# What do accounts receivable days indicate?

Accounts receivable days is an important key figure for companies, as it has an influence on the liquidity situation. Here we show you how to calculate, interpret and improve accounts receivable days.

## Accounts receivable days: Meaning

Accounts receivable days is also referred to as days sales outstanding (DSO). This key figure indicates how long it takes on average for a company's customers to pay their invoices.

Thus, accounts receivable days play an important role in liquidity management. If it takes a long time for customers to pay their invoices, the company may experience a liquidity bottleneck and get into payment difficulties through no fault of its own. For this reason, companies strive to keep the value of accounts receivable days as low as possible.

### Accounts receivable days and payable days: What's the difference?

Besides accounts receivable days, there are also accounts payable days. The latter indicate how long it takes on average for a company to pay its own invoices (e.g. to its suppliers).

Accounts payable days also play an important role in cash management. The longer a company can postpone the payment of an invoice, the less it burdens its liquidity.

Companies therefore aim for the greatest possible value for accounts payable days.

## Accounts receivable days: Equation

Accounts receivable days can be calculated with the following formula:

Accounts receivable days = Average accounts receivable / Revenue x 365 days

Average accounts receivable is the average number of accounts receivable during a period of 365 days. This is related to revenue in the same period and multiplied by 365 days.

If you want to look at accounts receivable days for a shorter period of time (e.g. for 30 or 90 days), you simply adjust the formula according to the days:

Accounts receivable days = Average accounts receivable / Revenue x 90 days

It is important that the values for both Average accounts receivable and Revenue are based on 90 days, otherwise the result for Accounts receivable days will be incorrect.

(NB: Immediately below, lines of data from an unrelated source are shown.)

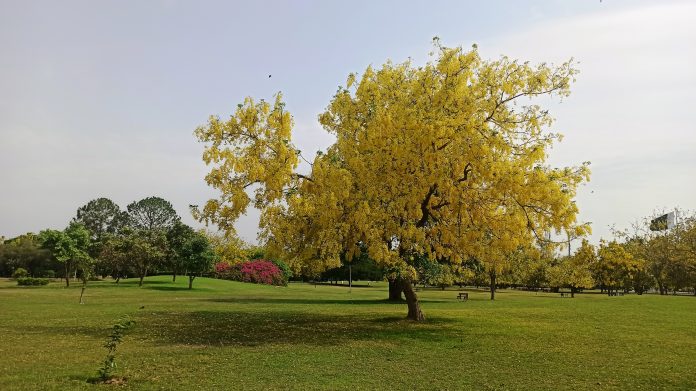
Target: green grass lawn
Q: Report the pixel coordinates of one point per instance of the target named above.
(228, 335)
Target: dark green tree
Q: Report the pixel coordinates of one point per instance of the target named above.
(144, 249)
(152, 213)
(69, 247)
(197, 255)
(101, 216)
(177, 237)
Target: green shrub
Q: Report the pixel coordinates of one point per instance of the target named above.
(31, 281)
(20, 273)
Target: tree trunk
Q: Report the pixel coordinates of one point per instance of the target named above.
(67, 275)
(395, 289)
(83, 292)
(414, 311)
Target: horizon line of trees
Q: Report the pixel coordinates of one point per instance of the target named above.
(103, 240)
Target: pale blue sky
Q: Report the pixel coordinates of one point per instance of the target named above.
(101, 98)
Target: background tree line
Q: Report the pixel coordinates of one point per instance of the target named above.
(103, 240)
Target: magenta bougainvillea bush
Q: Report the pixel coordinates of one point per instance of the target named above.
(258, 271)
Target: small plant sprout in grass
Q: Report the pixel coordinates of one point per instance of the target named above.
(105, 373)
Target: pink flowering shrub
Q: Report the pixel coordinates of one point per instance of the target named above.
(259, 271)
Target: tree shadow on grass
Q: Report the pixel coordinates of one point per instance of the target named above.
(290, 300)
(211, 328)
(171, 288)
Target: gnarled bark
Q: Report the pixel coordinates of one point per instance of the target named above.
(414, 311)
(395, 289)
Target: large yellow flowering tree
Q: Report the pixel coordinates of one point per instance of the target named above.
(446, 160)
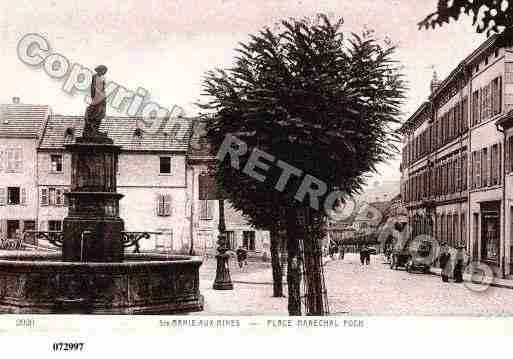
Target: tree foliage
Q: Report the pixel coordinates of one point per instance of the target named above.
(314, 99)
(492, 16)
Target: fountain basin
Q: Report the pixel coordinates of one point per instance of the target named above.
(141, 284)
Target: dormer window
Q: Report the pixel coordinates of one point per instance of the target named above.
(69, 132)
(138, 133)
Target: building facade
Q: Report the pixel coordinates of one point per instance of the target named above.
(21, 129)
(205, 213)
(157, 174)
(451, 171)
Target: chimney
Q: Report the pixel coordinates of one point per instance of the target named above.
(435, 83)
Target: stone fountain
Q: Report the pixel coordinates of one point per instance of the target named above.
(93, 274)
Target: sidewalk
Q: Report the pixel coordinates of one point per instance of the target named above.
(493, 281)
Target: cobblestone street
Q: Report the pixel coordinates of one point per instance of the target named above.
(357, 290)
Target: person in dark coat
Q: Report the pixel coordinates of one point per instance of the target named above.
(445, 258)
(241, 256)
(363, 255)
(341, 251)
(458, 267)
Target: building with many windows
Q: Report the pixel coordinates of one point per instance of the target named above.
(157, 174)
(21, 129)
(205, 213)
(451, 170)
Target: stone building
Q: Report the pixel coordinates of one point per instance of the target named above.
(21, 128)
(151, 176)
(205, 213)
(157, 174)
(451, 171)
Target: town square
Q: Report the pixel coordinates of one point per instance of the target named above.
(313, 163)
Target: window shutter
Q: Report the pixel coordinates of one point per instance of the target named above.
(18, 158)
(167, 205)
(44, 196)
(65, 199)
(478, 169)
(499, 164)
(58, 197)
(157, 204)
(23, 194)
(172, 165)
(210, 214)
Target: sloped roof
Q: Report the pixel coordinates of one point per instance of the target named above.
(23, 120)
(364, 214)
(200, 149)
(174, 136)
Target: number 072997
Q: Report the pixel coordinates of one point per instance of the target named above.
(57, 347)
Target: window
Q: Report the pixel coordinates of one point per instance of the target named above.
(475, 108)
(509, 154)
(463, 229)
(484, 167)
(230, 239)
(497, 95)
(55, 226)
(464, 171)
(477, 169)
(205, 209)
(13, 229)
(14, 158)
(165, 165)
(464, 114)
(490, 235)
(56, 163)
(13, 195)
(455, 231)
(52, 196)
(248, 240)
(457, 176)
(163, 205)
(494, 164)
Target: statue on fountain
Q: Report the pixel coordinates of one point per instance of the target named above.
(95, 112)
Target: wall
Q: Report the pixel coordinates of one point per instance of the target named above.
(25, 179)
(205, 231)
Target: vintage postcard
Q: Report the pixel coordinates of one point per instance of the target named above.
(194, 169)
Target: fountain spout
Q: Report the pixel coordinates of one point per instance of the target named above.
(82, 245)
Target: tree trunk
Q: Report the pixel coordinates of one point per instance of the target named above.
(293, 268)
(315, 290)
(276, 263)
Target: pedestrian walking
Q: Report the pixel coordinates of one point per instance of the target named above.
(363, 255)
(445, 262)
(458, 267)
(341, 251)
(367, 255)
(241, 256)
(333, 249)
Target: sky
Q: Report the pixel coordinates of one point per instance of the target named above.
(166, 46)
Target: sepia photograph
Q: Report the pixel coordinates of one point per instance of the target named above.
(274, 164)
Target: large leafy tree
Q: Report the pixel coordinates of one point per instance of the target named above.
(316, 100)
(490, 16)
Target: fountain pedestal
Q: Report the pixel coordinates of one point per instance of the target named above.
(92, 229)
(93, 275)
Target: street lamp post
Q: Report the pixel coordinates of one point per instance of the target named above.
(223, 280)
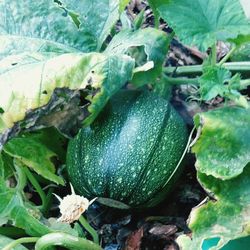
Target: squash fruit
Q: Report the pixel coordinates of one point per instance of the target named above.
(131, 153)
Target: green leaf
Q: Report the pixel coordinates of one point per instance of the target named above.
(6, 166)
(242, 53)
(203, 22)
(218, 81)
(30, 87)
(53, 25)
(123, 4)
(212, 82)
(96, 18)
(224, 145)
(32, 153)
(13, 208)
(4, 241)
(222, 220)
(155, 44)
(153, 5)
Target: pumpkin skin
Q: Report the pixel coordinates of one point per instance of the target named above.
(130, 154)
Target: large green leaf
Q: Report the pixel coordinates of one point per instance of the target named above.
(224, 145)
(218, 81)
(203, 22)
(30, 151)
(4, 241)
(96, 18)
(13, 208)
(61, 26)
(155, 44)
(222, 220)
(31, 86)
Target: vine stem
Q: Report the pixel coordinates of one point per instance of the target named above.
(214, 54)
(21, 176)
(197, 69)
(195, 81)
(17, 242)
(181, 80)
(90, 229)
(37, 186)
(228, 55)
(65, 240)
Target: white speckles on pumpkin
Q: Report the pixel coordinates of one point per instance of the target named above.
(133, 143)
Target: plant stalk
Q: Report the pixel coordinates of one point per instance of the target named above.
(197, 69)
(17, 242)
(37, 186)
(90, 229)
(228, 55)
(65, 240)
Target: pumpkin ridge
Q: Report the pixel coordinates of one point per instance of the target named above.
(155, 146)
(129, 106)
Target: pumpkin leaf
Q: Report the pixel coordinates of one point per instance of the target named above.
(31, 152)
(218, 81)
(54, 25)
(12, 207)
(203, 22)
(95, 18)
(223, 147)
(227, 218)
(4, 241)
(155, 44)
(30, 88)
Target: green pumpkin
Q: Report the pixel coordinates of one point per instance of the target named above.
(130, 155)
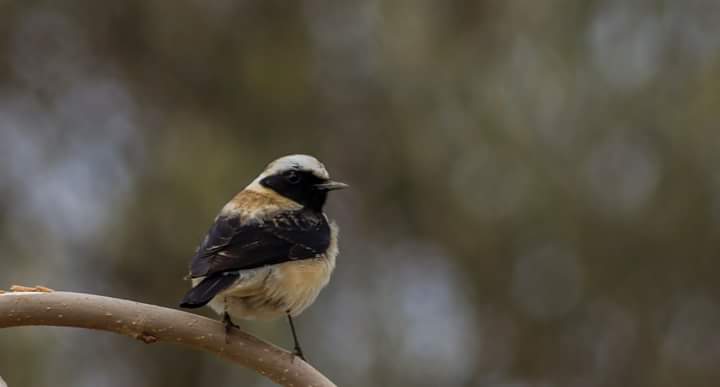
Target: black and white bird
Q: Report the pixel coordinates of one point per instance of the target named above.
(271, 249)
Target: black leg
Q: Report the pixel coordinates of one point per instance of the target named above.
(227, 321)
(296, 350)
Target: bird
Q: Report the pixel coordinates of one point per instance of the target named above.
(271, 249)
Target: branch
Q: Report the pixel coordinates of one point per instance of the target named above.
(150, 324)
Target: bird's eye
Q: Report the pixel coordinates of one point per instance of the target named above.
(292, 177)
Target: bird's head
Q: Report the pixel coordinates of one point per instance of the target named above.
(300, 178)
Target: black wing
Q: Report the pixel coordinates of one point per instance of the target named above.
(231, 246)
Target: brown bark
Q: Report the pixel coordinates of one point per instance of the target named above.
(151, 324)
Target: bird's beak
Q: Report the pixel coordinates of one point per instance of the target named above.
(331, 185)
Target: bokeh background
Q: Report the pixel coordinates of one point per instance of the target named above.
(535, 186)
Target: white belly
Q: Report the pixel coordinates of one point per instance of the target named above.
(272, 291)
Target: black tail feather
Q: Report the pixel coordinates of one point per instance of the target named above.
(207, 289)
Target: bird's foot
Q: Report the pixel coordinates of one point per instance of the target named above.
(297, 352)
(229, 325)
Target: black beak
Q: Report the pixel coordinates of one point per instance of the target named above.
(331, 185)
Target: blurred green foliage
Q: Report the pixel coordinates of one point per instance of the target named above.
(535, 202)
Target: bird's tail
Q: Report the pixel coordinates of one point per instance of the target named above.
(207, 289)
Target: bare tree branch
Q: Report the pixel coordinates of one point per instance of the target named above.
(150, 324)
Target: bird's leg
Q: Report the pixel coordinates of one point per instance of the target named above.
(227, 321)
(297, 351)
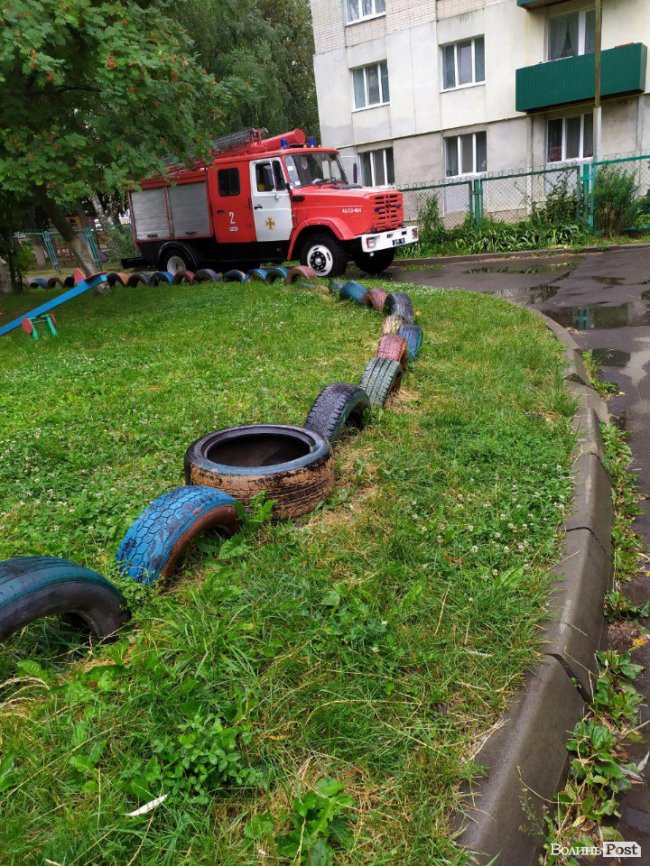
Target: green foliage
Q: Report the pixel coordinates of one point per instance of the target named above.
(94, 95)
(616, 201)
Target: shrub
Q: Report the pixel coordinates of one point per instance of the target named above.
(616, 203)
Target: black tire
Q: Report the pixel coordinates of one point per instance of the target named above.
(413, 336)
(32, 587)
(399, 304)
(292, 465)
(324, 254)
(380, 379)
(374, 263)
(337, 406)
(177, 257)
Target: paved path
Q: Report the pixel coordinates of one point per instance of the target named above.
(605, 297)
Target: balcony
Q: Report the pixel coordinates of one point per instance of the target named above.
(560, 82)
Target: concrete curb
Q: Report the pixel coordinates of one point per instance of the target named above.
(525, 757)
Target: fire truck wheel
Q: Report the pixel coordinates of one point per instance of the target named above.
(177, 258)
(325, 255)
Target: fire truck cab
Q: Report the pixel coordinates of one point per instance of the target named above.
(266, 200)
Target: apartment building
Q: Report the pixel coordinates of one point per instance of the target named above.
(419, 90)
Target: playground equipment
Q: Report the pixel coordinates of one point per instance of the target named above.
(83, 284)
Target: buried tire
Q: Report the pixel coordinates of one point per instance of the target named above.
(160, 535)
(292, 465)
(33, 587)
(380, 379)
(337, 406)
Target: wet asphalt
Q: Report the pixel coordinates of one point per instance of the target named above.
(603, 298)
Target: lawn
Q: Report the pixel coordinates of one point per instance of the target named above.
(310, 691)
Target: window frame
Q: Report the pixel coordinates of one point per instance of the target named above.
(459, 153)
(374, 14)
(380, 79)
(372, 157)
(582, 33)
(564, 119)
(475, 81)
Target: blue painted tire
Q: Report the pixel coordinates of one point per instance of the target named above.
(399, 304)
(161, 277)
(159, 536)
(274, 274)
(33, 587)
(413, 336)
(207, 275)
(235, 276)
(354, 292)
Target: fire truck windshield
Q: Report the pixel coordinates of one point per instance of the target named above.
(305, 169)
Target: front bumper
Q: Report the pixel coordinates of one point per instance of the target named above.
(389, 240)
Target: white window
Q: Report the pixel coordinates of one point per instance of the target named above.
(371, 85)
(466, 154)
(377, 167)
(463, 63)
(570, 35)
(570, 138)
(357, 10)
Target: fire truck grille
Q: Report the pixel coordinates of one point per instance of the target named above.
(388, 210)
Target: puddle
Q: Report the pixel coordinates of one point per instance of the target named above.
(600, 317)
(611, 357)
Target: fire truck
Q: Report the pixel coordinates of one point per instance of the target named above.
(266, 199)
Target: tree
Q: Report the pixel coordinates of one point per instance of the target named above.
(95, 95)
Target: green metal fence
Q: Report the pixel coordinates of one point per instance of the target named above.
(513, 196)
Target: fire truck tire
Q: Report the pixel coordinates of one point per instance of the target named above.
(160, 535)
(392, 324)
(413, 336)
(183, 277)
(292, 465)
(161, 277)
(274, 274)
(380, 379)
(394, 347)
(352, 291)
(207, 275)
(324, 254)
(376, 263)
(33, 587)
(177, 257)
(399, 304)
(377, 298)
(337, 406)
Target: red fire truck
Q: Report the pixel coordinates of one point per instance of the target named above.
(266, 200)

### Example for accounts receivable days formula

At the end of its business year, a company wants to look at the accounts receivable days of the last year. It takes the following values from its balance sheet:

• Average accounts receivable: £100,000
• Revenue: £1,000,000

The calculations for the financial year are now as follows: Accounts receivable days = £100,000 / £1,000,000 x 365 = 36.5 days

On average, the company's customers pay their bills within 36.5 days.

## Accounts receivable days: Interpretation

You can see from the example in the previous section that with a higher value of average accounts receivable or a smaller value for revenue, the result for accounts receivable days becomes larger. This means that the higher the average receivable amount within a period with constant revenue, the longer the company has to wait for payment.

If the value for accounts receivable days is very high, a company should look at the causes and eliminate them if possible. In this way, it avoids getting into payment difficulties due to delayed receipts.

### What is a good value for accounts receivable days?

As we have seen, the smaller the value for accounts receivable days, the better for liquidity. Depending on the industry, however, the key figures for accounts receivable days differ drastically. In e-commerce, the values are between 7 and 30 days. In industrial companies, where longer payment terms are common, the values for accounts receivable days can be 60 days or even more.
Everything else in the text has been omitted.